Uncategorised

Easter Vigil Homily By Fr. Richard Gibbons

Easter Vigil Homily 2021

 

 

Four 10 year olds were asked by their teacher the question “What scares you most?” The first child stood up and said “werewolves”; the second child said “sharks”; the third child, called Dylan, stood up and said: “The unstoppable marching of time that is slowly guiding us all towards an inevitable death.” The fourth child asked the same question, what scares you most? answered with one word – “Dylan!”
All the same you can’t be but impressed by Dylan’s altiloquence, that teacher must be very proud!

There has been a lot of fearfulness over the past year with the pandemic. The fear of not knowing what Covid was initially, the fear of a small almost invisible virus bringing the entire world to a halt, the fear of getting it as well as the fear of misinformation and disinformation – of who to believe. We have suffered loss in many ways, we are exhausted and we are possibly wondering and maybe a little fearful of what a post Covid world will look like. We have questions about the vaccines, which to get and if there’ll be enough for everyone on the planet. It may lead you to wonder about that indiscernible light at the end of what seems to be the longest tunnel in proverbial history! However, we do not despair. We live in hope.

Ah! you may say, but hope is not a strategy! You’d be perfectly right, it’s not. However, the human capacity to hope for the best and a better future is one of the things that gets us through any time of crisis, even one caused by a pandemic. Hope does not blinker us from facing the viscissitudes and realities of life. The writer and philosopher, Martin Buber, wrote: “hope imagines the real.” Hope then, encourages us to confront difficult times with the possibility that with human ingenuity and drive, life can and will be better. Last year for example, we hoped that a vaccine would be developed soon, we didn’t know then how soon “soon” would be but our hope lay in scientists and the resources governments would place at their disposal in developing one. What would have normally taken years to develop in pre Covid times, took only months! The imagined became a reality.

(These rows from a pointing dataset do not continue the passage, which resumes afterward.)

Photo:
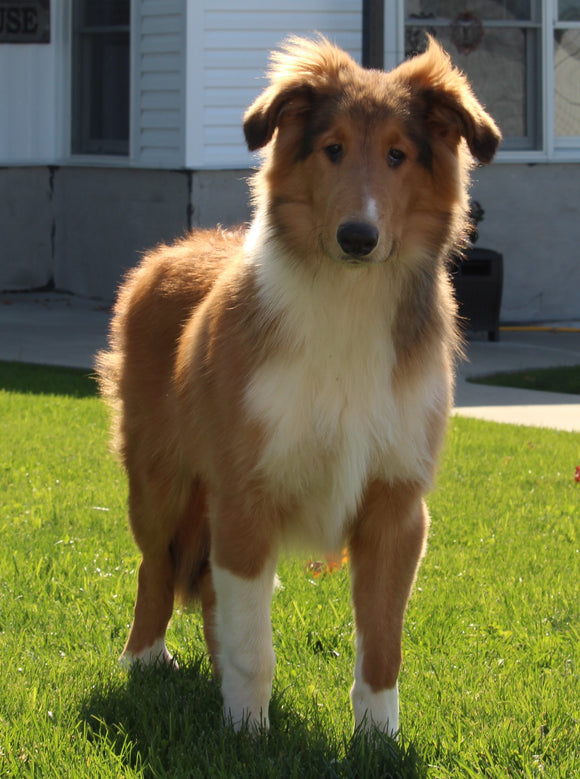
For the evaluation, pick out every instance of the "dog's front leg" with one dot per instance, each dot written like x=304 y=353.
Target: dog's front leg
x=245 y=657
x=386 y=546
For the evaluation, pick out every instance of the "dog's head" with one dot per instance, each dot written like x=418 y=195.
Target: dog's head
x=363 y=166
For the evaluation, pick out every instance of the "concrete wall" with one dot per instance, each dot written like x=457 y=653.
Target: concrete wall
x=532 y=216
x=82 y=227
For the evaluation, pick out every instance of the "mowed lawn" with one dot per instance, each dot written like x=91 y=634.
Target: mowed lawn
x=490 y=683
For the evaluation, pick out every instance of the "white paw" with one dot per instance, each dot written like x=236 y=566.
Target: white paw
x=157 y=653
x=375 y=709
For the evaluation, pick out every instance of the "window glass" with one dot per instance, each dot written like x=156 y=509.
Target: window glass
x=497 y=44
x=101 y=77
x=497 y=69
x=486 y=9
x=569 y=10
x=567 y=82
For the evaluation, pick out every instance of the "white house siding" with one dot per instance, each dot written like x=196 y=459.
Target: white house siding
x=228 y=45
x=28 y=95
x=158 y=83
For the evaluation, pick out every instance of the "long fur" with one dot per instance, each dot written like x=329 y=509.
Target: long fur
x=290 y=384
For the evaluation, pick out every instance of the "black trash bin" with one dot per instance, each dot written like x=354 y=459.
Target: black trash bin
x=478 y=281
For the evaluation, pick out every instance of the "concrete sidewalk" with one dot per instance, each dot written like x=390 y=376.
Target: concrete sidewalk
x=60 y=329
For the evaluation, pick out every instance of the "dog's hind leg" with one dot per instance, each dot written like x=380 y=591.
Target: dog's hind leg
x=153 y=609
x=386 y=546
x=170 y=525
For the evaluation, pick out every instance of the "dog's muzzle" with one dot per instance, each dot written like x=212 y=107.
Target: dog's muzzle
x=357 y=239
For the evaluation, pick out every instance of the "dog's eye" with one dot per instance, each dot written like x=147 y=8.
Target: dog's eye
x=396 y=157
x=334 y=152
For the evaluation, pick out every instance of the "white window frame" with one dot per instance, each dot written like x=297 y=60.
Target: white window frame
x=554 y=149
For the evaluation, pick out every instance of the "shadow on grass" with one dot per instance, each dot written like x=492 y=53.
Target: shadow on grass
x=166 y=723
x=26 y=378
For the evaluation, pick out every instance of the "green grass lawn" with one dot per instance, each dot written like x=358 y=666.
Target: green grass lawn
x=491 y=679
x=565 y=379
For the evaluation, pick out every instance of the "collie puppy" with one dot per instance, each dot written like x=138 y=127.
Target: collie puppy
x=289 y=385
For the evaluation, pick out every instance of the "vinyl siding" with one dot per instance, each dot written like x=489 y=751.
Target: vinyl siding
x=235 y=37
x=158 y=127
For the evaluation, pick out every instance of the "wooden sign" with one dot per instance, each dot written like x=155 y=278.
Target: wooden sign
x=24 y=21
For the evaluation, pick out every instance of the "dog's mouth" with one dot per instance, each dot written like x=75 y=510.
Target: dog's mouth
x=360 y=244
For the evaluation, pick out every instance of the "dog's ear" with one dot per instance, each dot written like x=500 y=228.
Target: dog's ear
x=271 y=108
x=446 y=103
x=300 y=74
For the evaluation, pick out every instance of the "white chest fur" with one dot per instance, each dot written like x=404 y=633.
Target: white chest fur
x=325 y=396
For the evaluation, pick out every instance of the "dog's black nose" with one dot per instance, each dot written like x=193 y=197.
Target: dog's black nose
x=357 y=239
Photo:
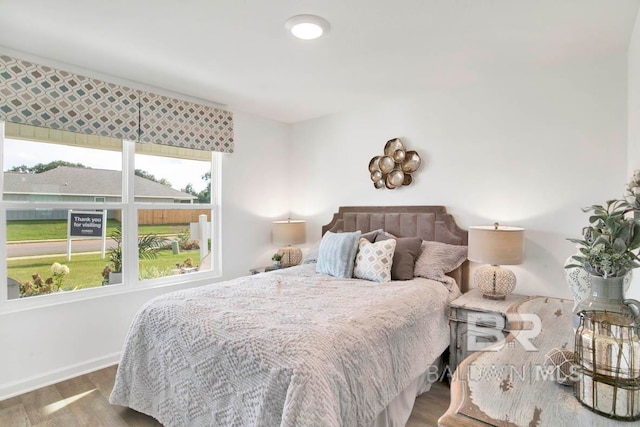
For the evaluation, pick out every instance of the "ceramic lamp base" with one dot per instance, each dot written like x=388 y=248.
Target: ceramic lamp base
x=495 y=282
x=290 y=256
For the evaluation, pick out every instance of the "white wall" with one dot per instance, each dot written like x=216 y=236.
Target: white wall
x=46 y=345
x=524 y=147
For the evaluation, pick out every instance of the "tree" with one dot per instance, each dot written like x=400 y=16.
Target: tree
x=203 y=196
x=41 y=167
x=190 y=190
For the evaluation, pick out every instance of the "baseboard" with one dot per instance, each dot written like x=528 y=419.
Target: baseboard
x=32 y=383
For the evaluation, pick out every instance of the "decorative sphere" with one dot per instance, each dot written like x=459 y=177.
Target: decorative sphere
x=392 y=146
x=386 y=164
x=411 y=162
x=373 y=164
x=395 y=177
x=398 y=156
x=388 y=184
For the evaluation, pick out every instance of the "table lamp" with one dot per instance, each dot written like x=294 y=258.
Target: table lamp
x=496 y=245
x=289 y=232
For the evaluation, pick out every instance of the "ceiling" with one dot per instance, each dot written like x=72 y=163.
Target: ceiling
x=238 y=53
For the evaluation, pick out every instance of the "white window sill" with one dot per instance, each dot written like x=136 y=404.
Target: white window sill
x=171 y=282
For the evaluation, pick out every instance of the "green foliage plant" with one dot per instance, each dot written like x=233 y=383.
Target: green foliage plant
x=610 y=243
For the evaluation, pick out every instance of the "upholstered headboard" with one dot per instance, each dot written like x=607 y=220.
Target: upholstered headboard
x=426 y=222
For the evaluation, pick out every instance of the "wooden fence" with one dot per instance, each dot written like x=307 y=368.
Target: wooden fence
x=160 y=216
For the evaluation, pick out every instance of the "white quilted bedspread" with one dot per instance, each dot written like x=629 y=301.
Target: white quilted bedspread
x=287 y=348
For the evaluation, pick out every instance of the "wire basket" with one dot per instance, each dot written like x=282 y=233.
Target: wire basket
x=608 y=364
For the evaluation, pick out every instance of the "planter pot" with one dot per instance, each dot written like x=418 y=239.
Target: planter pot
x=115 y=278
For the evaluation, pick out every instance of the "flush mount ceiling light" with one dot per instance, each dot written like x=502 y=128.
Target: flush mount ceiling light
x=307 y=27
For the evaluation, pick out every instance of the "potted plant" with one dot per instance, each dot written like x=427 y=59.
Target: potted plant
x=606 y=323
x=277 y=259
x=608 y=251
x=148 y=246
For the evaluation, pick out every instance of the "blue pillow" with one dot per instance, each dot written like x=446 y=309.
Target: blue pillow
x=337 y=254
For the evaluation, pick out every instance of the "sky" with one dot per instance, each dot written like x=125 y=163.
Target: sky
x=178 y=172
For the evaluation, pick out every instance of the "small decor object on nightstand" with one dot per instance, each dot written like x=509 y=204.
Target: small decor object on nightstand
x=394 y=168
x=289 y=232
x=276 y=258
x=496 y=245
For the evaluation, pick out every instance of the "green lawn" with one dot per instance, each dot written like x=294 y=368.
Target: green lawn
x=57 y=229
x=85 y=270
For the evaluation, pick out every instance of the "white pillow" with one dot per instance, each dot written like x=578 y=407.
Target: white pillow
x=374 y=260
x=337 y=253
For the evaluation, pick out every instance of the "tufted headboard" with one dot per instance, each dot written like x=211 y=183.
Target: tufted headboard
x=426 y=222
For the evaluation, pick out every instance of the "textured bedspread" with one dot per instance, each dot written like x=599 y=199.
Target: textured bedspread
x=288 y=348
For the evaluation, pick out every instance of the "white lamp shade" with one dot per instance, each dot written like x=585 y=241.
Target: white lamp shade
x=289 y=232
x=496 y=246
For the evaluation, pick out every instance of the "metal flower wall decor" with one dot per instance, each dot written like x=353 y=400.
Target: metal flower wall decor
x=394 y=168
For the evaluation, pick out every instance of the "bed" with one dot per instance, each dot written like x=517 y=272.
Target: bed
x=295 y=347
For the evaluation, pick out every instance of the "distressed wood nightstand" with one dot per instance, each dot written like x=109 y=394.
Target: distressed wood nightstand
x=475 y=323
x=512 y=386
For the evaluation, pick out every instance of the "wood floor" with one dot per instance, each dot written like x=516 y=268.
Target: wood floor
x=84 y=401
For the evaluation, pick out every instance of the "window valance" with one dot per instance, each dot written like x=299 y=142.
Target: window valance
x=42 y=96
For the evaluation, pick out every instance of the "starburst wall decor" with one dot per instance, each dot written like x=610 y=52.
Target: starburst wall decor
x=394 y=168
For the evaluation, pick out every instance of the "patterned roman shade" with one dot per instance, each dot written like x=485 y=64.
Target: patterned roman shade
x=171 y=121
x=42 y=96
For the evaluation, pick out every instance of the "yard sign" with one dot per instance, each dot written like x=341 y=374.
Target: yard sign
x=86 y=225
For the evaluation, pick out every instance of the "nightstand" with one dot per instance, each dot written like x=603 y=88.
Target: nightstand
x=477 y=322
x=511 y=386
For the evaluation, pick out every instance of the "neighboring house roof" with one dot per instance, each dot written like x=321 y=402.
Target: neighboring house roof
x=69 y=181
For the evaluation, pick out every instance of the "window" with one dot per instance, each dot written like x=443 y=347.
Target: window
x=82 y=212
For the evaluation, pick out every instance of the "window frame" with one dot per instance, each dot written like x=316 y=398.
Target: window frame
x=129 y=209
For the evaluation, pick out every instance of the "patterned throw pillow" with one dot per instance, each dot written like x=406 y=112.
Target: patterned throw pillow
x=437 y=259
x=337 y=253
x=374 y=260
x=404 y=258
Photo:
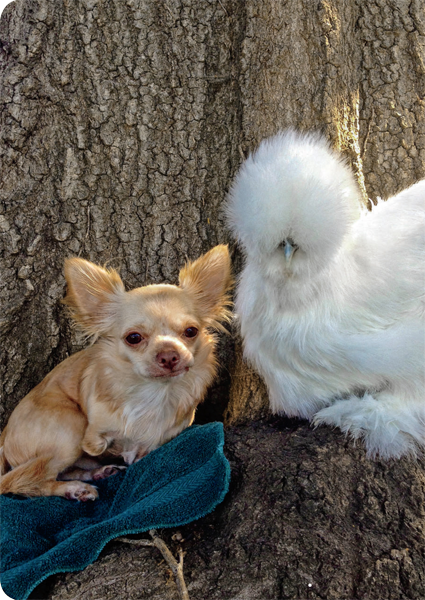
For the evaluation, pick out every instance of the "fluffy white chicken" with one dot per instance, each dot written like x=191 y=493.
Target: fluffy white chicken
x=331 y=300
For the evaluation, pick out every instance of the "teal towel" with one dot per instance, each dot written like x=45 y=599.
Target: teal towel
x=172 y=486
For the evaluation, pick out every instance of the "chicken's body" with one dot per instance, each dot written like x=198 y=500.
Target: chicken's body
x=338 y=335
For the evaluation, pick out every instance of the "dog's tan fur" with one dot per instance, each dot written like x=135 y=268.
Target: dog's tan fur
x=116 y=398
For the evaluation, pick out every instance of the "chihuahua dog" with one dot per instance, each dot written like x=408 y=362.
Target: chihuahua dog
x=134 y=389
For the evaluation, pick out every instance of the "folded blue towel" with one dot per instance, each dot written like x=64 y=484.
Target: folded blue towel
x=172 y=486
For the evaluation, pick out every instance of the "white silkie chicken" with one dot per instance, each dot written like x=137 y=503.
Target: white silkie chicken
x=331 y=300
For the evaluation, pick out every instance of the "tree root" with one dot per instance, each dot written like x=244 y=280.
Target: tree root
x=176 y=567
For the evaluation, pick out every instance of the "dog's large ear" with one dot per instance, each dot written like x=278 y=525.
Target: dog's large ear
x=209 y=280
x=93 y=294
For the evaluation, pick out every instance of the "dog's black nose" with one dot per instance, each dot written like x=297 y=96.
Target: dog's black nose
x=168 y=359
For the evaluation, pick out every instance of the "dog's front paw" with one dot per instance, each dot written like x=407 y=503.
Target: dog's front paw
x=107 y=471
x=77 y=490
x=94 y=444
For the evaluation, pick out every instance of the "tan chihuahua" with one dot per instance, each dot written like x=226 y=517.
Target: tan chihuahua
x=134 y=389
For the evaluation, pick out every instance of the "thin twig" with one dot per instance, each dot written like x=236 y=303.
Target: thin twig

For those of us who believe in this night, who believe in the risen Christ, our hope extends to that same risen Christ walking with us and guiding the ingenuity of humanity even in pandemics. Holy Week and Easter remind us of the story of our ultimate hope as human beings – to live the best lives we can on this earth in faith leading us towards God’s eternal embrace. Jesus lived, ministered, suffered, died and rose from the dead so that we may know that through him, God loves us, wishes nothing but good for us, forgives us more often than we tend to forgive others and is ready to welcome us home. Belief in the resurrection and its implications such as the Christian way of life gives the world a better way forward than the world could ever give itself. The reality of the resurrection totally defeats fear itself. In the light of this, our friend Dylan may have expressed himself differently!

It is this invitation to hope that keeps me going in the possibilities for the Church and the world of a post Covid way forward. Talk of a National Synod for the Church in Ireland to face it’s many issues is a ray of light full of possibilities. The use of language within the life of the Church needs careful deliberation and thought in reaching out to everyone if the Synod is going to forge a way forward for all of us. On a global level the possibilities of tackling a reduction of national debts and of debt forgiveness as a result of Covid spending across the world should have the same breath of vision as economic stability did with Bretton Woods and the Marshall plan after WWII as well as Germany’s part debt cancellation in order to make life bearable. This may even afford us the possibility of looking at the debt of developing countries and looking at the possibility of new economic models of interdependence as Pope Francis called for in his aptly titled work, “Let us Dream”.

Remember, hope imagines the real – by keeping the light of Christ in front of us we have nothing to fear.